宇宙の彼方から飛来した隕石が大西洋の孤島に落下(すごい確率) ずっと時代が過ぎ、石油開発のために島に来た建設チームが、埋もれていたこの隕石を掘り当ててしまう。すると隕石に付着していた(たぶん)異星生物がブルドーザーに憑依し、チームに襲いかかるのだ。自らの意志を持った殺人機械と男たちの死闘!

当時のTVムービーは意外ときちんとした作品が多く、この「殺人ブルドーザー」も、原作はSFの巨匠シオドア・スタージョンの短編を原作にしている。出自は悪くないのだ。

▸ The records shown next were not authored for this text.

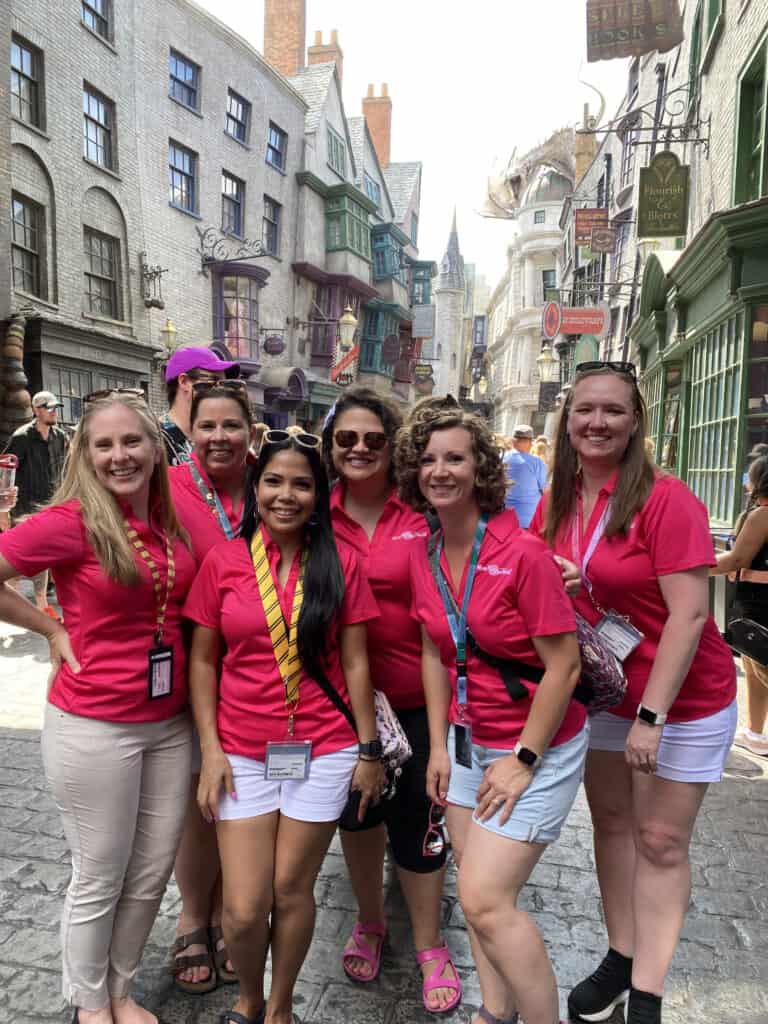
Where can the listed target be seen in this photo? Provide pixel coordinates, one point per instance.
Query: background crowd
(311, 597)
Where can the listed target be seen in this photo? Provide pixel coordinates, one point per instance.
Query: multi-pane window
(373, 189)
(232, 201)
(100, 273)
(270, 226)
(238, 116)
(72, 387)
(337, 153)
(237, 314)
(276, 146)
(98, 120)
(26, 77)
(182, 168)
(26, 242)
(184, 80)
(95, 14)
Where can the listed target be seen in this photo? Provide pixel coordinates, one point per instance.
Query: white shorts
(318, 798)
(689, 752)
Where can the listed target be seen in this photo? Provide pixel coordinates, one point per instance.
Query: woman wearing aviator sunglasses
(368, 515)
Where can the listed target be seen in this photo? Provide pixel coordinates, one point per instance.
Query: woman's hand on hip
(215, 775)
(370, 778)
(438, 775)
(641, 749)
(503, 782)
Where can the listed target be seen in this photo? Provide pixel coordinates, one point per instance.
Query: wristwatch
(650, 717)
(529, 758)
(372, 751)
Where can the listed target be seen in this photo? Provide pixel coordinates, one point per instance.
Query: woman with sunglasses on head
(116, 738)
(208, 493)
(639, 542)
(509, 766)
(279, 751)
(367, 514)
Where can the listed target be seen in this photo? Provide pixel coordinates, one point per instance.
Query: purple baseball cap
(195, 357)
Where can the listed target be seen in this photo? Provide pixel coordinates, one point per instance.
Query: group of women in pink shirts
(273, 592)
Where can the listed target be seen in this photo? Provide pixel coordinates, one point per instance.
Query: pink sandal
(361, 950)
(437, 978)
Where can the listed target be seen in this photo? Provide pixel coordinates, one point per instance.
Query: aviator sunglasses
(617, 368)
(374, 440)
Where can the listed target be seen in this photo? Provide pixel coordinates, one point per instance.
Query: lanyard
(213, 502)
(284, 640)
(458, 620)
(161, 598)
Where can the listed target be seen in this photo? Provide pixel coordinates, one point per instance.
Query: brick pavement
(718, 975)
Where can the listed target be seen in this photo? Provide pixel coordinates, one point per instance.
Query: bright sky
(469, 82)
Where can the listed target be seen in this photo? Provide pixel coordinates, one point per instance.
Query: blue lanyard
(458, 620)
(213, 502)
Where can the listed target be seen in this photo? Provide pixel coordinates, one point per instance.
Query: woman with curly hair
(495, 619)
(368, 514)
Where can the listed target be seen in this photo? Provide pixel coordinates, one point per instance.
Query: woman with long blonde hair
(116, 737)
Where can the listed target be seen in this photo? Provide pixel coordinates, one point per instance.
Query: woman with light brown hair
(116, 738)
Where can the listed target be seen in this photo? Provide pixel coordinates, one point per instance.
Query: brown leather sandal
(220, 956)
(179, 964)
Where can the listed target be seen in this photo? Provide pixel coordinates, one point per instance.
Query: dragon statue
(506, 188)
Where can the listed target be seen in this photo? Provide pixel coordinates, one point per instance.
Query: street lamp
(546, 365)
(347, 327)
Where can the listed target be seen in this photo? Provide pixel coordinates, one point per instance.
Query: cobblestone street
(718, 976)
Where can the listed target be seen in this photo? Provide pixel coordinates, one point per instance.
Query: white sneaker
(751, 742)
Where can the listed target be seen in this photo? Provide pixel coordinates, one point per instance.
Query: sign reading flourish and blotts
(663, 207)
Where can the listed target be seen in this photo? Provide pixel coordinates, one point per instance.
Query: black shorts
(407, 813)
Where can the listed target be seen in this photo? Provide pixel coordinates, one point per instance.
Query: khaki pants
(122, 792)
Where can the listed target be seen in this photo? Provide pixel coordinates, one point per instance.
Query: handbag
(395, 752)
(749, 638)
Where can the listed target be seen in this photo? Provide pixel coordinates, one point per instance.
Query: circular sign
(551, 321)
(274, 345)
(390, 349)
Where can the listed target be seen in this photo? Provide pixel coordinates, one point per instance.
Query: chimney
(378, 113)
(285, 35)
(322, 52)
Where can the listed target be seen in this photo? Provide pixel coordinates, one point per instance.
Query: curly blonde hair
(412, 441)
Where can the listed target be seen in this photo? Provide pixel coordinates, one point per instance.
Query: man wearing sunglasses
(185, 367)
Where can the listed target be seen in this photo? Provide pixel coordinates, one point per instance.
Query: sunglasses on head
(617, 368)
(434, 839)
(281, 436)
(232, 386)
(374, 440)
(105, 392)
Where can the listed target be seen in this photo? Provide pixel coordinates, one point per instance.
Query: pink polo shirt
(251, 708)
(111, 626)
(194, 512)
(669, 535)
(517, 594)
(393, 638)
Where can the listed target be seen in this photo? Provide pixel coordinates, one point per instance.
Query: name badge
(288, 761)
(463, 744)
(160, 672)
(621, 636)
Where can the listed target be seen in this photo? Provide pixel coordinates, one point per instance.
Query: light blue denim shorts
(542, 809)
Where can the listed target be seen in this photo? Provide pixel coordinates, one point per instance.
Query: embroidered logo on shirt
(494, 569)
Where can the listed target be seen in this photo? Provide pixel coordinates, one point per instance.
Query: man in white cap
(185, 367)
(41, 448)
(526, 474)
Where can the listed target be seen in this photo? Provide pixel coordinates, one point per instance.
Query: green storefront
(702, 337)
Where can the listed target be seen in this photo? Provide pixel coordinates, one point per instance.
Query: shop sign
(603, 240)
(586, 220)
(631, 28)
(274, 345)
(663, 207)
(390, 349)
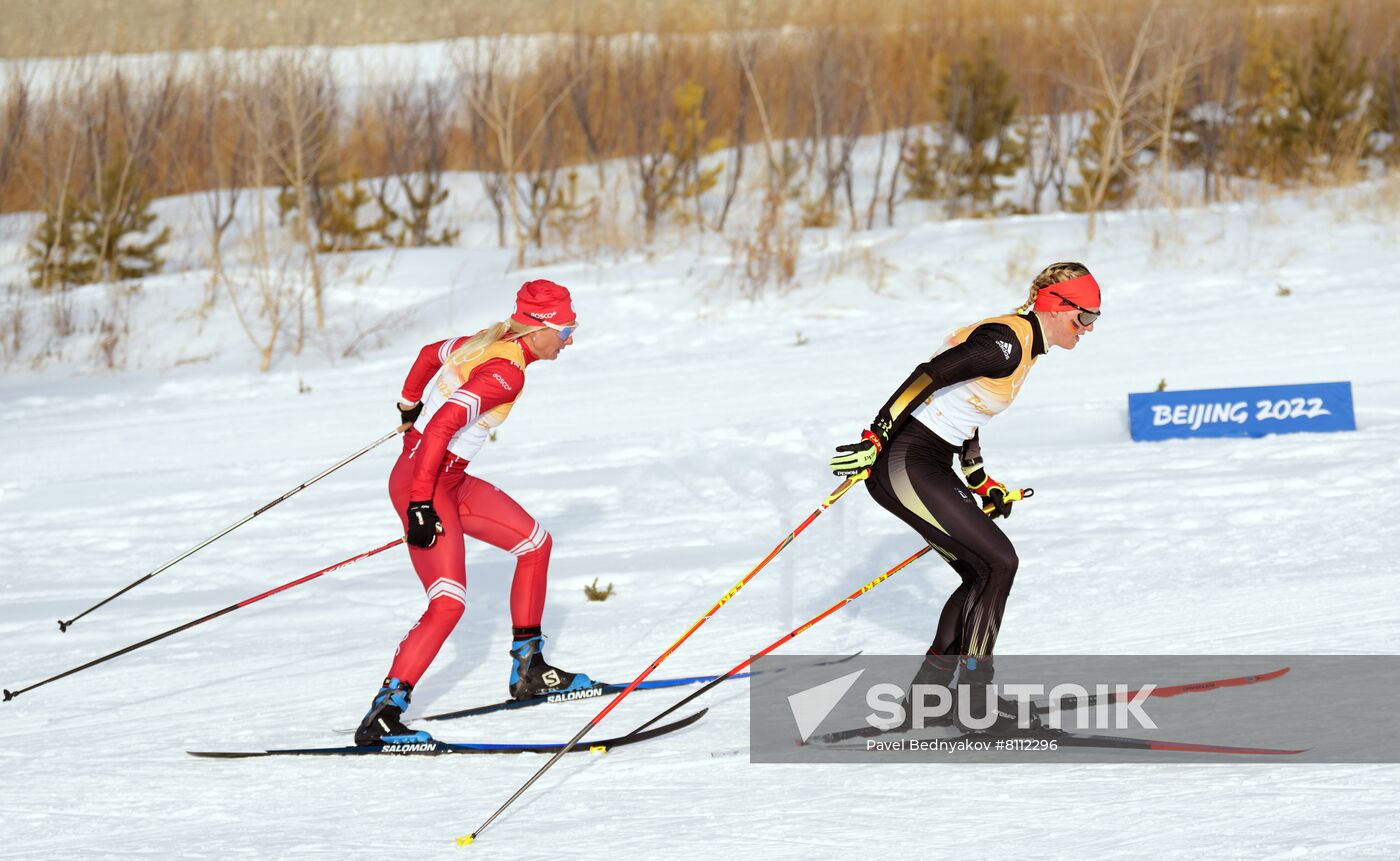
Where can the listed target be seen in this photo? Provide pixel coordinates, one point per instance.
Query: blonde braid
(501, 331)
(1052, 275)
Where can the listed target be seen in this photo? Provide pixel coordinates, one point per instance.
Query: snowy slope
(681, 437)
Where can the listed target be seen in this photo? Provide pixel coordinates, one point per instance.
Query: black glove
(409, 416)
(423, 525)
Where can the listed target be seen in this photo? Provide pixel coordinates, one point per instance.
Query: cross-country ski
(699, 429)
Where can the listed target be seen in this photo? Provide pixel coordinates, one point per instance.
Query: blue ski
(436, 748)
(585, 693)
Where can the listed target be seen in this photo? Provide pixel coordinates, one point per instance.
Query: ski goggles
(564, 332)
(1085, 317)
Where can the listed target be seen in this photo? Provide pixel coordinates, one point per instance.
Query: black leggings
(914, 479)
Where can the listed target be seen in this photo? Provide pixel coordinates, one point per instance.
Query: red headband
(1082, 291)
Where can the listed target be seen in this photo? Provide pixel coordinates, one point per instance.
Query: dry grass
(804, 79)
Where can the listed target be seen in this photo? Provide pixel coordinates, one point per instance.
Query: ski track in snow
(668, 451)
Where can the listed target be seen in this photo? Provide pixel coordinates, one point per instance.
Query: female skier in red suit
(471, 384)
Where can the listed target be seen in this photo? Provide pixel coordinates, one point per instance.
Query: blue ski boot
(382, 724)
(531, 676)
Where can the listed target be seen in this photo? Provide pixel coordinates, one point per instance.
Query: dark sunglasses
(564, 332)
(1085, 317)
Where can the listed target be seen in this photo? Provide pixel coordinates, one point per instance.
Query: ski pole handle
(1012, 496)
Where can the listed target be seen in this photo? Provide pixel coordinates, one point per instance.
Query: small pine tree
(114, 230)
(979, 111)
(81, 241)
(921, 171)
(59, 251)
(413, 228)
(1326, 91)
(339, 228)
(1089, 156)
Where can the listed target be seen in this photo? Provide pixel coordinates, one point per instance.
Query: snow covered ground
(681, 437)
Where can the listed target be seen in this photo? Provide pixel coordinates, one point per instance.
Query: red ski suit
(433, 466)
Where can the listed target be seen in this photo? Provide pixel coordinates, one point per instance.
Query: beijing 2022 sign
(1249, 412)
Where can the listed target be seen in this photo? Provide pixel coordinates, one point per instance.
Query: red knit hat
(539, 303)
(1082, 291)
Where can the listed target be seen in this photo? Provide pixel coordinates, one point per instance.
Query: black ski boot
(382, 724)
(973, 683)
(531, 676)
(935, 671)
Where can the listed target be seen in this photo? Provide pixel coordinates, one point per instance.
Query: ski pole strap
(1012, 496)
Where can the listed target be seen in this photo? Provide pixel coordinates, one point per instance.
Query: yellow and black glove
(857, 457)
(996, 499)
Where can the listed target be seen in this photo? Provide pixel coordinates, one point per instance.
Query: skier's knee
(536, 542)
(1001, 569)
(447, 605)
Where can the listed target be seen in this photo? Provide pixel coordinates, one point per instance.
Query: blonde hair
(1052, 275)
(501, 331)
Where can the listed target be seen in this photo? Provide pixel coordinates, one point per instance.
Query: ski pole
(790, 636)
(850, 482)
(10, 695)
(1021, 493)
(63, 626)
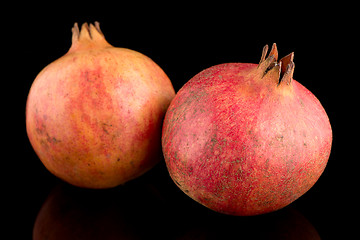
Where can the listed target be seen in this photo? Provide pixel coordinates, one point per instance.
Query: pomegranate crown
(282, 70)
(90, 36)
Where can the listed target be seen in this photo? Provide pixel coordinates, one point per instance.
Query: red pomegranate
(94, 116)
(246, 139)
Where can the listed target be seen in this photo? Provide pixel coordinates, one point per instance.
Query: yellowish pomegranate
(94, 116)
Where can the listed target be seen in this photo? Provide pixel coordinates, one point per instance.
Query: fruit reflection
(152, 208)
(120, 213)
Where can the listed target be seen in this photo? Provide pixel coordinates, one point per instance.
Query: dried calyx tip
(285, 67)
(86, 29)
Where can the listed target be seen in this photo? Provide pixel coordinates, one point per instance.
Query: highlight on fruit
(94, 116)
(246, 139)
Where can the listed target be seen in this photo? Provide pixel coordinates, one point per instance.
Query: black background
(184, 38)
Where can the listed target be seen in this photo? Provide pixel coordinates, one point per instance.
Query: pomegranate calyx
(282, 70)
(90, 36)
(287, 69)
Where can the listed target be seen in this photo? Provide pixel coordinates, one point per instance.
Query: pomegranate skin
(94, 116)
(241, 142)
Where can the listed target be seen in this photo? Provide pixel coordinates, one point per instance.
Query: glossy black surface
(183, 40)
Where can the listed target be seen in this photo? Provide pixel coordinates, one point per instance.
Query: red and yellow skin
(94, 116)
(246, 139)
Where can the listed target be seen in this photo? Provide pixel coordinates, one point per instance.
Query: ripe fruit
(94, 116)
(246, 139)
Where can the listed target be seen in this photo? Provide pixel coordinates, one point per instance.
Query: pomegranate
(94, 116)
(246, 139)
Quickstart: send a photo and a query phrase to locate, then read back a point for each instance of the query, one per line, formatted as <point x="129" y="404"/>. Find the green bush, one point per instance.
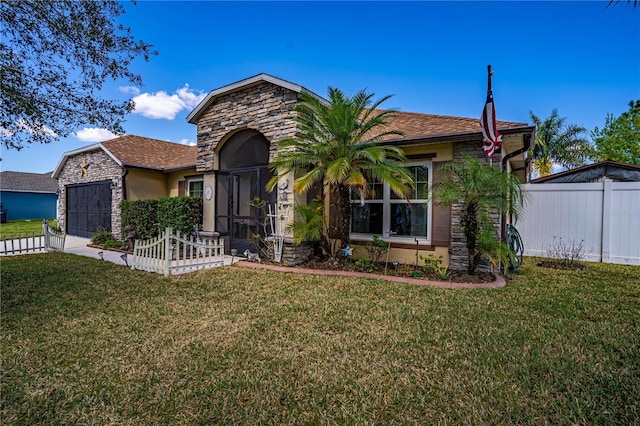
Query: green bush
<point x="142" y="215"/>
<point x="180" y="213"/>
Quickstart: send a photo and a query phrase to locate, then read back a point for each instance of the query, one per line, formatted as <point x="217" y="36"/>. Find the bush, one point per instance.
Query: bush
<point x="180" y="213"/>
<point x="148" y="217"/>
<point x="142" y="215"/>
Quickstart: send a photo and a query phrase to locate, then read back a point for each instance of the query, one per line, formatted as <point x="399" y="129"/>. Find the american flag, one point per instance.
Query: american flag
<point x="491" y="138"/>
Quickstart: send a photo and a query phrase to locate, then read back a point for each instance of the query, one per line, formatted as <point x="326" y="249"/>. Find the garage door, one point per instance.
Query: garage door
<point x="88" y="208"/>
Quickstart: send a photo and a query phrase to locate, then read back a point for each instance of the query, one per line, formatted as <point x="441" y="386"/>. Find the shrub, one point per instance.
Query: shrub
<point x="142" y="215"/>
<point x="180" y="213"/>
<point x="567" y="254"/>
<point x="150" y="216"/>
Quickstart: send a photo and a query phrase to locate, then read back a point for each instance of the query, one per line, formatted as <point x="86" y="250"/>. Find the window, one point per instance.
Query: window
<point x="196" y="187"/>
<point x="385" y="214"/>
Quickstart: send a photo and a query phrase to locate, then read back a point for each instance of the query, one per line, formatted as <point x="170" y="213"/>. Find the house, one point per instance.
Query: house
<point x="92" y="181"/>
<point x="238" y="128"/>
<point x="596" y="172"/>
<point x="28" y="195"/>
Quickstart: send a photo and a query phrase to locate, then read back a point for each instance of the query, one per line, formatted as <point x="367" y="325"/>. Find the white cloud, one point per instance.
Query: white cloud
<point x="36" y="129"/>
<point x="129" y="89"/>
<point x="162" y="105"/>
<point x="94" y="134"/>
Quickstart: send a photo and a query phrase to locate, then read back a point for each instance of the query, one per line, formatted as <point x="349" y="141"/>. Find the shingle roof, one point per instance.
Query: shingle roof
<point x="28" y="182"/>
<point x="415" y="125"/>
<point x="150" y="153"/>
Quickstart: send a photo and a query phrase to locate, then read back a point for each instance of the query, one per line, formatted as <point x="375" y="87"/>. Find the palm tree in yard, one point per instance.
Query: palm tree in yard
<point x="339" y="144"/>
<point x="484" y="193"/>
<point x="558" y="142"/>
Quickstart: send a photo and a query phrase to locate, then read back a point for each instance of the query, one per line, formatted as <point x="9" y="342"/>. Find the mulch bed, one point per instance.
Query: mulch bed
<point x="402" y="271"/>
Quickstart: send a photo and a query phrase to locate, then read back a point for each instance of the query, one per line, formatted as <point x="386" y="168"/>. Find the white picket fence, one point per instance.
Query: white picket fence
<point x="170" y="253"/>
<point x="48" y="240"/>
<point x="603" y="216"/>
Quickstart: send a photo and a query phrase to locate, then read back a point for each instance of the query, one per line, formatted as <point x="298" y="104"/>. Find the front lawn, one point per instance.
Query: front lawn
<point x="89" y="342"/>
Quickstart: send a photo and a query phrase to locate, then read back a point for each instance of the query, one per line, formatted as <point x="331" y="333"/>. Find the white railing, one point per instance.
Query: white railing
<point x="171" y="253"/>
<point x="48" y="240"/>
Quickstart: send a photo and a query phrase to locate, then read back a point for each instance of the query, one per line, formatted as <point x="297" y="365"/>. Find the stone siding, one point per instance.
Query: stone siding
<point x="458" y="257"/>
<point x="263" y="107"/>
<point x="101" y="168"/>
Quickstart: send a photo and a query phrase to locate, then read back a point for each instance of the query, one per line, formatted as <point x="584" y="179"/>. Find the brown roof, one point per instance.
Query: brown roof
<point x="138" y="151"/>
<point x="415" y="125"/>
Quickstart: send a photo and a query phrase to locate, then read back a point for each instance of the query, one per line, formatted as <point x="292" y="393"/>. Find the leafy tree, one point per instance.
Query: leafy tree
<point x="54" y="58"/>
<point x="482" y="192"/>
<point x="558" y="142"/>
<point x="339" y="145"/>
<point x="619" y="139"/>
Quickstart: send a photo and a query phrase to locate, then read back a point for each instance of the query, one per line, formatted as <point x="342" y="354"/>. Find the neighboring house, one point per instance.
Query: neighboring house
<point x="596" y="172"/>
<point x="239" y="125"/>
<point x="28" y="195"/>
<point x="92" y="181"/>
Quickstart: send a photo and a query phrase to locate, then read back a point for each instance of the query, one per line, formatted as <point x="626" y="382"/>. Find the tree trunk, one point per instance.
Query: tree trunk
<point x="469" y="221"/>
<point x="343" y="204"/>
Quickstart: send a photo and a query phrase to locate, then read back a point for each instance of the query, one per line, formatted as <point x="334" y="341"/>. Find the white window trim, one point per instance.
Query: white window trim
<point x="386" y="214"/>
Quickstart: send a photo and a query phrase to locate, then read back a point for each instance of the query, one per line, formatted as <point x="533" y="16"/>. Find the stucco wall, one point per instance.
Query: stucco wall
<point x="145" y="184"/>
<point x="101" y="167"/>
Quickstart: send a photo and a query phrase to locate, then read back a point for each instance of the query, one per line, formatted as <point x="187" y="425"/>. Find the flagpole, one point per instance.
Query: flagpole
<point x="489" y="74"/>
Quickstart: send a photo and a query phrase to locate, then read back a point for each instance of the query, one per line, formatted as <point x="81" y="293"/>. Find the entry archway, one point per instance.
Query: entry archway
<point x="242" y="175"/>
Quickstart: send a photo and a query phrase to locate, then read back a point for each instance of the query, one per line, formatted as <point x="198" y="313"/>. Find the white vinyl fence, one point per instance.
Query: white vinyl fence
<point x="171" y="253"/>
<point x="604" y="217"/>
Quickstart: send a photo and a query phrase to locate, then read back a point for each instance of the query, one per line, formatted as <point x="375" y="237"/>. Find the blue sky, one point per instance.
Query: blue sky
<point x="579" y="57"/>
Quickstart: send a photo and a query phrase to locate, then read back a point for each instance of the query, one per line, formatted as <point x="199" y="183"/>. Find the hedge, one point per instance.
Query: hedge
<point x="148" y="217"/>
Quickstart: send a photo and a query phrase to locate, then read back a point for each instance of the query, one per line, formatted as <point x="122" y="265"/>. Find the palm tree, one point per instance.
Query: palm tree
<point x="557" y="142"/>
<point x="339" y="144"/>
<point x="483" y="193"/>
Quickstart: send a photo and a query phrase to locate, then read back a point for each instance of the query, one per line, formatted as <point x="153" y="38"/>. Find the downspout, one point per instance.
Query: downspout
<point x="527" y="144"/>
<point x="124" y="183"/>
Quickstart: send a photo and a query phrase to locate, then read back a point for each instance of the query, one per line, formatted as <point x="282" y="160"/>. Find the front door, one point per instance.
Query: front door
<point x="237" y="221"/>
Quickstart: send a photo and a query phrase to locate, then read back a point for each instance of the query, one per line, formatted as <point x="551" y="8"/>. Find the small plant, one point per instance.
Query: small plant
<point x="432" y="266"/>
<point x="567" y="254"/>
<point x="363" y="265"/>
<point x="376" y="248"/>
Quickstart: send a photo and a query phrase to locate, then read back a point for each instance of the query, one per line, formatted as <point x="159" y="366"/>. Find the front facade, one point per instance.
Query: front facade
<point x="239" y="125"/>
<point x="92" y="181"/>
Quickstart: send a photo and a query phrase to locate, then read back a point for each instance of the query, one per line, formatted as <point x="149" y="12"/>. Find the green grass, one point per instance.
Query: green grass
<point x="21" y="227"/>
<point x="90" y="342"/>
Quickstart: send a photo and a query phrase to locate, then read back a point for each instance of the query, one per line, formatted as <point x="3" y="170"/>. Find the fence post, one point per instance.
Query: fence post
<point x="167" y="249"/>
<point x="45" y="231"/>
<point x="606" y="222"/>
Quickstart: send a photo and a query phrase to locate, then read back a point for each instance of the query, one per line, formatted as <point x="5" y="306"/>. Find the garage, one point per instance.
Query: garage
<point x="88" y="208"/>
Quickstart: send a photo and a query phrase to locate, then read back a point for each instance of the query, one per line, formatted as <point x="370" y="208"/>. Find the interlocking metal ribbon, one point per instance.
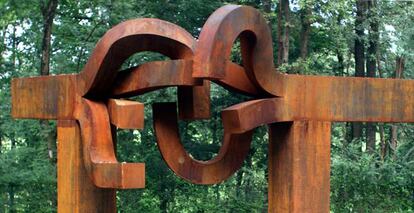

にもかかわらず、放送当時の評判はアメリカでも日本でも高いとはいえなかった。

なにせ派手さに欠けるのだ。

舞台が孤島の建設現場なのだが、おかげで登場人物はたったの6人。しかも全員ごついオッサンだ。このへんは時代を感じる。もし今この作品をリメイクしたら、建設チームには間違いなく最低でも一人の女性が加わっているだろう。

主演はクリント・ウォーカー。地味だ。いや「特攻大作戦」などいい作品に出てるんだよ。でも大スターというわけじゃない。ほかには容貌魁偉で知られるネヴィル・ブランド(「マッドボンバー」「悪魔の沼」ほか)、カール・ベッツ、ジェームズ・ウェインライト、ジェームズ・A・ワトソン・ジュニア、ロバート・ユーリック。以上。あれ、全キャストを紹介しちゃったよ。

いやぁ男臭い、というかムサくるしい

舞台が舞台だけに派手なぶっ壊しがあるわけでもない。ブルドーザーがメリメリと車を引きつぶすくらい。ラストはパワーショベル対ブルドーザーの重機対決だが、ガツンガツンぶつかるだけ。

TVムービーゆえ、ブルドーザーが人を殺すシーンもはっきりとは写せないので、見せ場になり損ねている。劇場用ならば、飛び散る血しぶき、つぶれた死体など、特殊効果が大いに使われたであろうに。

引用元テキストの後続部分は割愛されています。